Me enamoré mucho más rápido de Enrique de lo que jamás imaginé. Había tenido amantes, había pasado por los cuerpos de muchos hombres, pero jamás uno como Enrique. Y ahora sólo lo quería a él. Eso es amor. Desear ser un complemento del otro y no un simple accesorio. Ser un brazo, una pierna, un ombligo. Ser su carne. Eso es amor. Querer que el otro este siempre contigo y tú ser incapaz de dejarlo. Luchar por él y para él. Eso es amor.
Comencé a crecer con Enrique. Mientras su edad avanzaba yo me iba apoderando de sus gestos primero. De sus pensamientos después. De sus motivaciones, de sus decisiones, de sus comportamientos. No pasaron ni 2 años cuando transformé a Enrique en mío. Sí. Enrique estaba bajo mi alero. Lo contuve por dentro para accionar su vida a mi molde. Al principio lo influenciaba, luego la dictaminaba. Lo seduje desde su propia figura para hacerlo dependiente de mí y sólo de mí. No me importó su familia. No me importaron sus amigos. No me importaron sus estudios. Mucho menos su futuro. Yo me alimentaba de su cuerpo, de sus pensamientos y anhelos. Al fin. Lo había conseguido. Yo era Enrique.

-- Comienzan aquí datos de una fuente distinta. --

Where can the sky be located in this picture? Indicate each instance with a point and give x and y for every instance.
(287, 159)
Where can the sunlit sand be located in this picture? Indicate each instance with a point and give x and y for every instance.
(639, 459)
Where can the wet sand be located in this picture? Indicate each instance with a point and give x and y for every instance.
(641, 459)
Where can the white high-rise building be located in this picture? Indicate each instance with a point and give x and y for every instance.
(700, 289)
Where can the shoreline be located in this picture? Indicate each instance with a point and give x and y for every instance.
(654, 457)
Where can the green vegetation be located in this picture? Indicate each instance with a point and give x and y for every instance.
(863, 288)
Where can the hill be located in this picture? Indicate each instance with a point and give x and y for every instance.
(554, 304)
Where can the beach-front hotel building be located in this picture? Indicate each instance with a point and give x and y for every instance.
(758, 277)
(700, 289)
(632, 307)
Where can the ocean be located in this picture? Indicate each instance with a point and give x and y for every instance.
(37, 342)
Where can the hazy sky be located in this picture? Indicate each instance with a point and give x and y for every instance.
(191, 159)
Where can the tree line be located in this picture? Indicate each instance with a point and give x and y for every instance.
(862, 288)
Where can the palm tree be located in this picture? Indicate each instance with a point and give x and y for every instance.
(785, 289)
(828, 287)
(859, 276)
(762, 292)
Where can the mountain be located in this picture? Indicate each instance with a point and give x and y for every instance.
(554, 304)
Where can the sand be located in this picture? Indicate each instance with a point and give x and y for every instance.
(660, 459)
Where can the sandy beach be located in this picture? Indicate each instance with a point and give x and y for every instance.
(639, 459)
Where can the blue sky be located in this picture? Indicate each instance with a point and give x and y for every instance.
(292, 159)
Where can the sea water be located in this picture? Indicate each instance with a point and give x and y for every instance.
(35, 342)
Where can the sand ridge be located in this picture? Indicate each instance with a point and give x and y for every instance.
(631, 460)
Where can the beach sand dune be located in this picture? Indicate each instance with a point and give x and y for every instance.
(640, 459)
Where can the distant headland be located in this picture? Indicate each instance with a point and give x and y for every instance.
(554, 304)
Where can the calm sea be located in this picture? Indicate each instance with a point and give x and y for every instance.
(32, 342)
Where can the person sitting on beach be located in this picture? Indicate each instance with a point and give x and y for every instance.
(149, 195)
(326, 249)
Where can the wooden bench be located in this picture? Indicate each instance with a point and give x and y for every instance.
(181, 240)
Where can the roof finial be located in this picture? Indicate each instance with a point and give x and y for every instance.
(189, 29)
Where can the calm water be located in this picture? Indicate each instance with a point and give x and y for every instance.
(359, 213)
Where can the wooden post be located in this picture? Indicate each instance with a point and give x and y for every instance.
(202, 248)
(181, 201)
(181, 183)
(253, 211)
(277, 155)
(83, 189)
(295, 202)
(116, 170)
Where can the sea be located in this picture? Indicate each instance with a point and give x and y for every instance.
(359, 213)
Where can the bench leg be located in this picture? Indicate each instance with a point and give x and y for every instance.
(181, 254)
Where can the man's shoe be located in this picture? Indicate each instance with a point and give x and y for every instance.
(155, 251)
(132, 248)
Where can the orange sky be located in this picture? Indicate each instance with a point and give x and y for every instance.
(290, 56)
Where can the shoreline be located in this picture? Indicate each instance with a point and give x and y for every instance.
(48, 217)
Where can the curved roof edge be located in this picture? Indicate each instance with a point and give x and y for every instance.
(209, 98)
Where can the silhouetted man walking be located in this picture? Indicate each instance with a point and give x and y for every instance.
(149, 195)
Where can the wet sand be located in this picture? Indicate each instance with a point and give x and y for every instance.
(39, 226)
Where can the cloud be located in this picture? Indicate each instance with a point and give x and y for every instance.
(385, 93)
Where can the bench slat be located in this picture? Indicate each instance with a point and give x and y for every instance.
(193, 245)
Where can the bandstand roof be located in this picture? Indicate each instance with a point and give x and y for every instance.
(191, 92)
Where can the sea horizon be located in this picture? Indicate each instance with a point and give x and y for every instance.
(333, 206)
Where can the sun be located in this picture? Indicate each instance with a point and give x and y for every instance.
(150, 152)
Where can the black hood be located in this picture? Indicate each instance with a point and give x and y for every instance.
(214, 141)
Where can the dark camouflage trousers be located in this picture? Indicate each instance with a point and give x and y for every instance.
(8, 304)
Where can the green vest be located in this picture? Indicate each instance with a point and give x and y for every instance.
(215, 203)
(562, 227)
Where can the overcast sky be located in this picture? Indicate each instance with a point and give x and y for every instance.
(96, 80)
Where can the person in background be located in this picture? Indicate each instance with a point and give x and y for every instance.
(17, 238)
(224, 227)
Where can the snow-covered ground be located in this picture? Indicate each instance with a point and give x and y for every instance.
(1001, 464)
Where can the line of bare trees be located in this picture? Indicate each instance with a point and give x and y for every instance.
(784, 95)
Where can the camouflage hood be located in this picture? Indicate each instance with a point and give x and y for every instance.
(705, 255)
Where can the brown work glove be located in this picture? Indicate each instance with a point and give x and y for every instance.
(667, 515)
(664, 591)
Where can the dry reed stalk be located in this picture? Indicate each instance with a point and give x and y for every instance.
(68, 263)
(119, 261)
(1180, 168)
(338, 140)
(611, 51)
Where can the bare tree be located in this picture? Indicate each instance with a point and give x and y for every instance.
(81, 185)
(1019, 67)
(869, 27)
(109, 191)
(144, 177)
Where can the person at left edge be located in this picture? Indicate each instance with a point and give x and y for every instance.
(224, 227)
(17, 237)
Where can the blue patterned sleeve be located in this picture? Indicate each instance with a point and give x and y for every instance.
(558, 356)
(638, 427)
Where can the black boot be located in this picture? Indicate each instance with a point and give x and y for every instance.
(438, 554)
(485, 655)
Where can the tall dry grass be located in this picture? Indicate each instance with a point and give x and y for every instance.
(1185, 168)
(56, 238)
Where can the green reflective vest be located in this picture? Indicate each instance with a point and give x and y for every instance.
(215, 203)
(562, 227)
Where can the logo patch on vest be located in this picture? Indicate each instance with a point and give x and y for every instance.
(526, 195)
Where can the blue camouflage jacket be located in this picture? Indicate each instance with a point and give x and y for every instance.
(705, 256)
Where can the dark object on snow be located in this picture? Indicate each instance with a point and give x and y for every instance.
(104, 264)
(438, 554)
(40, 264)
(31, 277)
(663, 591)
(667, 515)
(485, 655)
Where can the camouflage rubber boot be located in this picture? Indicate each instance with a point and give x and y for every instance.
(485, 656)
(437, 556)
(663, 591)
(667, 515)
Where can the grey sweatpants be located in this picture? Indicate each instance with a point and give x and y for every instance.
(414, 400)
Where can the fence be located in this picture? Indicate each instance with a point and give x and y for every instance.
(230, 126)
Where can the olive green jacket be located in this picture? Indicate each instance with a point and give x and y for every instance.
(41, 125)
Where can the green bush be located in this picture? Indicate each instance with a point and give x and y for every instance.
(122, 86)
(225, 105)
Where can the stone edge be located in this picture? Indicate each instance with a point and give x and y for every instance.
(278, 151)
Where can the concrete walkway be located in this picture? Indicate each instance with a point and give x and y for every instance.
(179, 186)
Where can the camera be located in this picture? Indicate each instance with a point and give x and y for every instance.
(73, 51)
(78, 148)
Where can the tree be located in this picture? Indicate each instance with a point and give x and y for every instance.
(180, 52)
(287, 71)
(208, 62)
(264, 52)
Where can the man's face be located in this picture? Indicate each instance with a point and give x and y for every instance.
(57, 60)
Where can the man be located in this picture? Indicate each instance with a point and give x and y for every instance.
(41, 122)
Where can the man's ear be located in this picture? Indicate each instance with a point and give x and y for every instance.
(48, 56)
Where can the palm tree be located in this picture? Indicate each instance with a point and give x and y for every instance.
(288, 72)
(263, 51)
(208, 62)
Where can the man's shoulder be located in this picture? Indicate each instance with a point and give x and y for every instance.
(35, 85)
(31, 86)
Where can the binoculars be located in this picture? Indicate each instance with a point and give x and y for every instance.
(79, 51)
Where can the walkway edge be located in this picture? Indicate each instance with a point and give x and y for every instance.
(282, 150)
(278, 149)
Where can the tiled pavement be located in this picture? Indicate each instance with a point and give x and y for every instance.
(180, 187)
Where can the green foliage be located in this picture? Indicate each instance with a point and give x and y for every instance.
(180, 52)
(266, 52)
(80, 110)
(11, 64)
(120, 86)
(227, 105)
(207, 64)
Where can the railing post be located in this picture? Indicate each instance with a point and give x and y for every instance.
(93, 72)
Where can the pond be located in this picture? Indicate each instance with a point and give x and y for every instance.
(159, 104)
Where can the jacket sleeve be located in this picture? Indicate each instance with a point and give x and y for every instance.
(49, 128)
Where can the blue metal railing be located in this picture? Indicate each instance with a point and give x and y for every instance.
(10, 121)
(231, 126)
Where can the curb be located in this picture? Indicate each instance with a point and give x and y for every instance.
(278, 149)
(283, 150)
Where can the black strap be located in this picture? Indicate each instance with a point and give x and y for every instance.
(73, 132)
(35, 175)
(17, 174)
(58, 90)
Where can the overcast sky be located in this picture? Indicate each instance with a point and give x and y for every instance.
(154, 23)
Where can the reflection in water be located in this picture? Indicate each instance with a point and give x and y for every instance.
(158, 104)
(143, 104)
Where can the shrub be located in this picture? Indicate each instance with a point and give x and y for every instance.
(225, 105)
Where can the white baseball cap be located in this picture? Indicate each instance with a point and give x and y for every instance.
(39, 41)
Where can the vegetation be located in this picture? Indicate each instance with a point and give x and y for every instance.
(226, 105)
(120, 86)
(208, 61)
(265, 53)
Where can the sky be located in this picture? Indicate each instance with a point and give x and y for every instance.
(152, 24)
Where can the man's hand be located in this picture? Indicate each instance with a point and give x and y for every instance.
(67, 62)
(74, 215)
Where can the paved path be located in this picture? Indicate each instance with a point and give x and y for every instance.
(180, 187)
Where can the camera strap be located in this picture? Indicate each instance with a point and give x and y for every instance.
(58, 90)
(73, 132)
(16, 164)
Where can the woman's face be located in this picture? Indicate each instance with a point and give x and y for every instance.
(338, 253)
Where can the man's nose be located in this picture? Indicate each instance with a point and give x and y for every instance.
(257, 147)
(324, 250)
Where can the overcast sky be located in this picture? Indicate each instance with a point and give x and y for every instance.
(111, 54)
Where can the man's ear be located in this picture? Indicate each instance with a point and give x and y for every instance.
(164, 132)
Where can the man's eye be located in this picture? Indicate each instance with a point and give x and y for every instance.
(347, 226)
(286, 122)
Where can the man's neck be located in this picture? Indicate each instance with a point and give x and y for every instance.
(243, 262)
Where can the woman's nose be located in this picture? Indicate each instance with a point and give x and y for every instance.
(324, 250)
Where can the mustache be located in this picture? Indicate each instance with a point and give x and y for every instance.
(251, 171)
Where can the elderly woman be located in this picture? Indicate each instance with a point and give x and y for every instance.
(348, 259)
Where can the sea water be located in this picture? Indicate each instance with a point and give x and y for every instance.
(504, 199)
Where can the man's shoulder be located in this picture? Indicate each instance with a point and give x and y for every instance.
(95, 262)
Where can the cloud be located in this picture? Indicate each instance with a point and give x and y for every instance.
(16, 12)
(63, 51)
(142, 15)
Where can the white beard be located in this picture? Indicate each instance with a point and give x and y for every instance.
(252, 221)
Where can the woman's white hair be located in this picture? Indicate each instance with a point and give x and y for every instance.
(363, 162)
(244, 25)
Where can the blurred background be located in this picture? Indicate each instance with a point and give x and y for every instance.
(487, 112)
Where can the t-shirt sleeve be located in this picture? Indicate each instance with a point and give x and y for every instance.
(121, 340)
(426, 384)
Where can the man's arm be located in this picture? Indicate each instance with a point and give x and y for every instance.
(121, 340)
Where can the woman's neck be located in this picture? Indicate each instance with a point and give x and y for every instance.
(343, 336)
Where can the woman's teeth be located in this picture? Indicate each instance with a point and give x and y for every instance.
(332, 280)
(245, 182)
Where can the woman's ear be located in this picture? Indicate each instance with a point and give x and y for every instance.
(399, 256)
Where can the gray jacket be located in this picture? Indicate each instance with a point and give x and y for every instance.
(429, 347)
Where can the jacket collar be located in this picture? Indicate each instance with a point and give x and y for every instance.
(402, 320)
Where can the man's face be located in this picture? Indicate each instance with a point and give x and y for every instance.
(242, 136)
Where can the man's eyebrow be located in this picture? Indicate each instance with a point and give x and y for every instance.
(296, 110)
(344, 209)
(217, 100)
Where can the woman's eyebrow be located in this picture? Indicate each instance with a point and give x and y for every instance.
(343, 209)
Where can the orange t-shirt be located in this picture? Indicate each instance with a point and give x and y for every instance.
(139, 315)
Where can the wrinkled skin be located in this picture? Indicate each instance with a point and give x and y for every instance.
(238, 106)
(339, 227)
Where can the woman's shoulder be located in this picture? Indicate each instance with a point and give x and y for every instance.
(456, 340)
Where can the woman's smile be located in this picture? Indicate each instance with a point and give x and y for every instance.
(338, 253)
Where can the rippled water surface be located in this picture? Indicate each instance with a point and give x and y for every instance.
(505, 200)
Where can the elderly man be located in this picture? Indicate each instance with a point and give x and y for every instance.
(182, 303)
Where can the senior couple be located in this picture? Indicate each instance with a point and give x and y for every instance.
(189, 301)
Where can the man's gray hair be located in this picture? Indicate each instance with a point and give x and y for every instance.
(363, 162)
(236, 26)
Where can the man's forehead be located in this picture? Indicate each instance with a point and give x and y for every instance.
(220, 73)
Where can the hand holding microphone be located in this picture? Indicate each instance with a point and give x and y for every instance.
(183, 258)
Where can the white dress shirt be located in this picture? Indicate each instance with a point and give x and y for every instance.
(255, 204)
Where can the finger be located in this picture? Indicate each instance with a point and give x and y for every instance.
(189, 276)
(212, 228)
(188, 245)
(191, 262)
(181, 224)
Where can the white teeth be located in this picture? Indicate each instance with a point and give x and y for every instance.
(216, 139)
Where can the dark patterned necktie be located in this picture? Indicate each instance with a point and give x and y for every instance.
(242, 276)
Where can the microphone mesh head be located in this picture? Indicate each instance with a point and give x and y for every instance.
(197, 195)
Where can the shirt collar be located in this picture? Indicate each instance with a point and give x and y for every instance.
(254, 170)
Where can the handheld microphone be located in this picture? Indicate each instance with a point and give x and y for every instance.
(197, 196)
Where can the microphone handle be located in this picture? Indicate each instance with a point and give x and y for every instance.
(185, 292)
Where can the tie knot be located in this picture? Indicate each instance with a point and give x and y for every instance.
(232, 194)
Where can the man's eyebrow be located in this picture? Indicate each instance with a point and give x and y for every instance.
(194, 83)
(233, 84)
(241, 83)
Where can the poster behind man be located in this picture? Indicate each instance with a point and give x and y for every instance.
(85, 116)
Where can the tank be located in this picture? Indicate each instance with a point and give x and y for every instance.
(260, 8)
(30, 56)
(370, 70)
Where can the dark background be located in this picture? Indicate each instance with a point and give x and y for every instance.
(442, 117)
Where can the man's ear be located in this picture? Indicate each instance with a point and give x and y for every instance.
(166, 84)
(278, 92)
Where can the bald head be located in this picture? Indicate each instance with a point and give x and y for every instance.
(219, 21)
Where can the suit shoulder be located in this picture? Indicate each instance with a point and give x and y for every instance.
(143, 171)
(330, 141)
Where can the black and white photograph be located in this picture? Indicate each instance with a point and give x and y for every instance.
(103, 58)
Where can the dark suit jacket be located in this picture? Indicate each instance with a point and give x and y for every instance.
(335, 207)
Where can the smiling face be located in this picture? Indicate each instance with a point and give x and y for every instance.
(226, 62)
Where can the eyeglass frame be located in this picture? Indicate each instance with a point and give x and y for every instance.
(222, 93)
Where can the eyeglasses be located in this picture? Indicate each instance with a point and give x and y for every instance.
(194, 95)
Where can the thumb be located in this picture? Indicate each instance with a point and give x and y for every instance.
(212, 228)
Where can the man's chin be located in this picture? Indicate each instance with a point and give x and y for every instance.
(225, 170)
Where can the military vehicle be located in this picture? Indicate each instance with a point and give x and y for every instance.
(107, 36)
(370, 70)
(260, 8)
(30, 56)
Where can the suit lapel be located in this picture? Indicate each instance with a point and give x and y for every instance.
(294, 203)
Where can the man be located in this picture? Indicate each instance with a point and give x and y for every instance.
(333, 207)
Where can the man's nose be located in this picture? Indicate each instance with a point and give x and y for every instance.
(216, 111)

Una tarde me desperté con un ensordecedor timbre de ambulancia y una parpadeante luz roja que encandilaba. Mi Enrique no reaccionaba, estaba desprendido de todo, incluso de mí. Le ponían tubos de plástico y cámaras de aire por las narices. No entendía qué le pasaba a Enrique. Las noches anteriores había estado algo enfermo, afiebrado y con mucha fatiga, nada fuera de lo normal, pero yo lo cuidaba y no tenía por qué empeorar. Estuvo un par de días en el hospital. Esos días fueron terribles para mí. Su sangre ya no recorría las venas con normalidad y yo no tenía cómo alimentarme. Pasé mucha hambre, mucho dolor. Enrique parecía no reaccionar. Poco a poco comencé a observar que se apagaba, su chispa ya no estaba y los médicos decían que no mejoraría. Yo estaba acongojado y lloraba desde dentro. Le gritaba que no me dejase, que yo no merecía quedarme sólo después de todo lo que había hecho por él. Su piel se hacía pálida y sus ojos no abrían y no dejaban entrar la luz. El oxígeno se ausentaba de su contextura, de mi contextura. El sudor se escabullía y se evaporaba hacia el exterior. Todo se puso muy oscuro y seco. Todo se nublaba. Ni una lágrima siquiera fue capaz de derramar, porque cuando Enrique se dio cuenta que me abandonaba ya era muy tarde para reaccionar. Estuve un par de segundos en la mitad de la nada. Desconsolado. Desusado. Descalificado. No me quedó otra alternativa que cerrar los ojos y, al igual que mi Enrique, desaparecer.